I'm personally of the opinion that you cant accurately sex them by size/bulk/ look.

In the past I tried to use 'hip width' of the pelvic bones, but really it is an inexact 'science'. 

Sorry

Maybe someone else can help.

S


----------



## sounddrive (Jan 4, 2007)

thats kinda what i figured, i got it from a friend and it looked male, after quarantine i put it in a springtail heaven and now its fat and round. thats going to make finding the proper mate a task in it self. thanks for the info.


----------



## kyle1745 (Feb 15, 2004)

As stated a bit tough, but If they are adults (1 yr or so) the females seems to be a bit longer from nose to butt. Females seem a big rounder at the hips too. I've had a pair that was very clear who was who, and another where it was impossible to tell.


----------



## sounddrive (Jan 4, 2007)

what kind of difference, anyone know the lenght on a male and a female. mine is around 1.5yrs old so well into full grown.


----------



## sounddrive (Jan 4, 2007)

here is a pic of it id say its alittle small to be a female. it total length it close to 15-16mm.
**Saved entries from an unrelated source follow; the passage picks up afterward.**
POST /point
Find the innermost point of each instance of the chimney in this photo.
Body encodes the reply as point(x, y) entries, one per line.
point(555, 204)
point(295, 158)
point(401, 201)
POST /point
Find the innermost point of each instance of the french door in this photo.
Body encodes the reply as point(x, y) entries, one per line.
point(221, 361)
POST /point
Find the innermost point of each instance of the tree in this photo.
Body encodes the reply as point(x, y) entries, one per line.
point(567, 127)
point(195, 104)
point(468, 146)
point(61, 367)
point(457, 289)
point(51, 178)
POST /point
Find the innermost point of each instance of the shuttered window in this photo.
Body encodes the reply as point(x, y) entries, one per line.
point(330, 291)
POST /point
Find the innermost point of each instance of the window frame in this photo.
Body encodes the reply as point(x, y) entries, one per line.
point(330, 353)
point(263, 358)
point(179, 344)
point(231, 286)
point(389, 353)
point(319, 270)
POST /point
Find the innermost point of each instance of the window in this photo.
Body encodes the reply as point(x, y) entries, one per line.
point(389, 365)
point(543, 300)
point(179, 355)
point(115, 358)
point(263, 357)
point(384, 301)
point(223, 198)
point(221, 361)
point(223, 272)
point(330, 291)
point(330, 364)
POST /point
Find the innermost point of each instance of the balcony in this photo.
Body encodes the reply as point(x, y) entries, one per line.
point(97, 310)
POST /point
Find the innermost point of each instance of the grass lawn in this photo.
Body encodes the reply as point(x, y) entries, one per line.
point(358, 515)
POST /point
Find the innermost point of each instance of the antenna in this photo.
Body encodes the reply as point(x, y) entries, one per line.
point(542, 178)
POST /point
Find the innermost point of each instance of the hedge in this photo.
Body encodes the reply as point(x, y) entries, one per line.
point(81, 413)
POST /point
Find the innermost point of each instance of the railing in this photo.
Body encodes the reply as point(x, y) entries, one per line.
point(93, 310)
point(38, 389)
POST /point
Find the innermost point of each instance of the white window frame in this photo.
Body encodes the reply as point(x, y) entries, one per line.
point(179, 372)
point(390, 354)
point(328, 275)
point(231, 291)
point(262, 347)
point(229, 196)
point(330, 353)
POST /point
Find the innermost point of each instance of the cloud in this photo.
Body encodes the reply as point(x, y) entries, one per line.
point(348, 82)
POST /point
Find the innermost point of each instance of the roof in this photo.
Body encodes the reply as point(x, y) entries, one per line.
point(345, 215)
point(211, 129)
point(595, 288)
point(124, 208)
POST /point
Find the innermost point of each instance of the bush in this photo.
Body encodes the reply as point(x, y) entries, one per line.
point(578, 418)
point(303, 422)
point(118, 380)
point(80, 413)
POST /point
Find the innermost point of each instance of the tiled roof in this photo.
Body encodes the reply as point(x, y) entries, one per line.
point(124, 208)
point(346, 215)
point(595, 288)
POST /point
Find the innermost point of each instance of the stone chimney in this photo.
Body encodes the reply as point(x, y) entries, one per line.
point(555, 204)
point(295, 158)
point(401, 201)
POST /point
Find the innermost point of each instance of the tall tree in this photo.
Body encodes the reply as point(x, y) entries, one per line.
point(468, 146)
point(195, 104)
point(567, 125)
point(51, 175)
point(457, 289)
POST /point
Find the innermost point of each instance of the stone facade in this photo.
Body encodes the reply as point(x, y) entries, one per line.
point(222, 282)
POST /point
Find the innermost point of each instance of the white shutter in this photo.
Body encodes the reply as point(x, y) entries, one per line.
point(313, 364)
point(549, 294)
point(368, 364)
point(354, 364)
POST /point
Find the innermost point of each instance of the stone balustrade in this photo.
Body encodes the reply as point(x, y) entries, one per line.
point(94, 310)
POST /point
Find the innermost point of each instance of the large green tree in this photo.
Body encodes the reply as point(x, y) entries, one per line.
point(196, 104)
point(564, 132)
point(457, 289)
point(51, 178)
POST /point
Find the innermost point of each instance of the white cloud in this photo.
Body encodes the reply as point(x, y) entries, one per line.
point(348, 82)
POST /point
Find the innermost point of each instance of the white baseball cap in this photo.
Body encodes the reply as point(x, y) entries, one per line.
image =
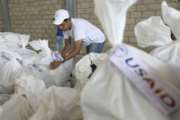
point(60, 16)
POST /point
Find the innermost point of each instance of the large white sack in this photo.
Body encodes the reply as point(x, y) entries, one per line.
point(83, 69)
point(59, 104)
point(114, 97)
point(168, 53)
point(30, 87)
point(109, 95)
point(17, 108)
point(58, 77)
point(14, 40)
point(109, 9)
point(152, 32)
point(171, 17)
point(10, 72)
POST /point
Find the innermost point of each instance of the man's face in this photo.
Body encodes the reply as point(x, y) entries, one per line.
point(65, 25)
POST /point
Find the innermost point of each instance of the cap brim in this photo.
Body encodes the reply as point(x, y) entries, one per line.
point(57, 22)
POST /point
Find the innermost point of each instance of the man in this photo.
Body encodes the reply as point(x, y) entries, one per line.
point(82, 31)
point(59, 39)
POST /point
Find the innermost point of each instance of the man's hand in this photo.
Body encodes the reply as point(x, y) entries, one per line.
point(53, 65)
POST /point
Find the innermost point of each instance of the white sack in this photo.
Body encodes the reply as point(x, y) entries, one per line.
point(171, 17)
point(31, 87)
point(17, 108)
point(10, 72)
point(169, 54)
point(83, 70)
point(113, 94)
point(109, 95)
point(152, 32)
point(108, 9)
point(15, 40)
point(59, 104)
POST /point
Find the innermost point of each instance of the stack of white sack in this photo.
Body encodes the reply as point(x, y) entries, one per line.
point(22, 70)
point(31, 62)
point(59, 103)
point(153, 32)
point(85, 68)
point(130, 84)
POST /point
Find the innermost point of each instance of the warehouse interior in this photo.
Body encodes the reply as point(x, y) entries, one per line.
point(91, 86)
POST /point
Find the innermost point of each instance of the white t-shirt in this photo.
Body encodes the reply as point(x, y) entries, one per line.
point(84, 30)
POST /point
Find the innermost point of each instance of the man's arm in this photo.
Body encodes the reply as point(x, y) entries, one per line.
point(74, 51)
point(66, 47)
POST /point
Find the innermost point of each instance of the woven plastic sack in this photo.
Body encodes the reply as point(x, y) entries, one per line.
point(152, 32)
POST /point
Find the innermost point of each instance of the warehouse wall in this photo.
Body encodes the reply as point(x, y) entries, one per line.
point(142, 10)
point(1, 23)
point(35, 17)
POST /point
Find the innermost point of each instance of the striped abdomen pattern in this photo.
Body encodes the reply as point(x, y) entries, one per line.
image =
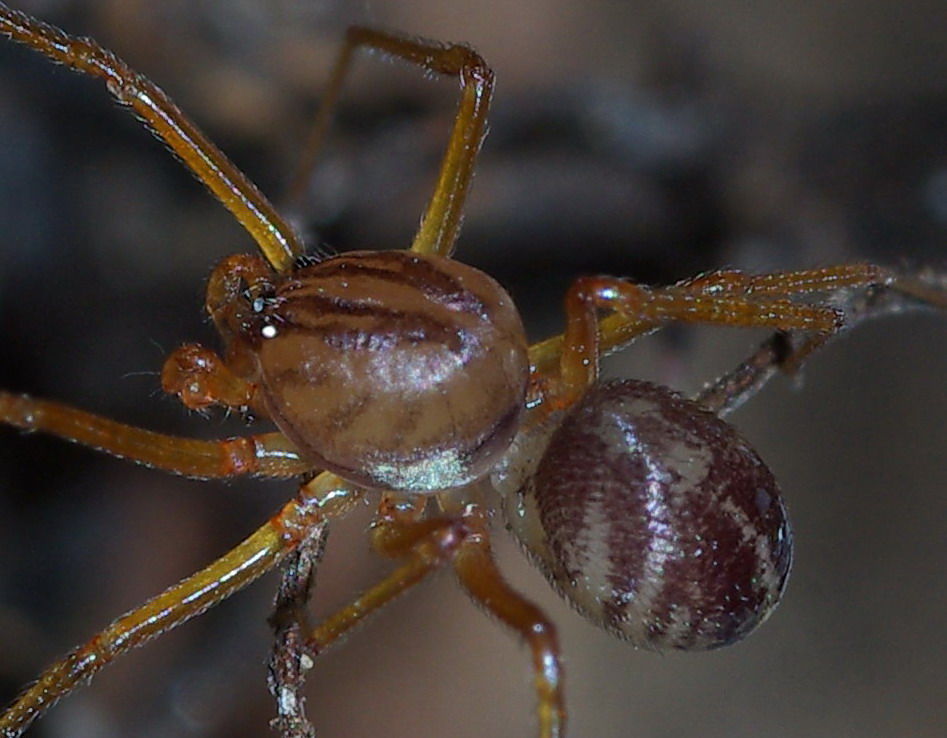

its plumped up a bit since this one.


----------



## rmelancon (Apr 5, 2004)

In my experience, healthy adult males are always more slender than healthy adult females.


----------



## sounddrive (Jan 4, 2007)

i would love to see an adult female compared to a male might make this a bit easier.


----------



## Julio (Oct 8, 2007)

what is the max size for these guys anyway? 20 mm?


----------



## sounddrive (Jan 4, 2007)

well i finally caught him calling today so its definitely a male now to locate on of those pesky females

and 14-16MM in males females alittle bigger 17-20mm


----------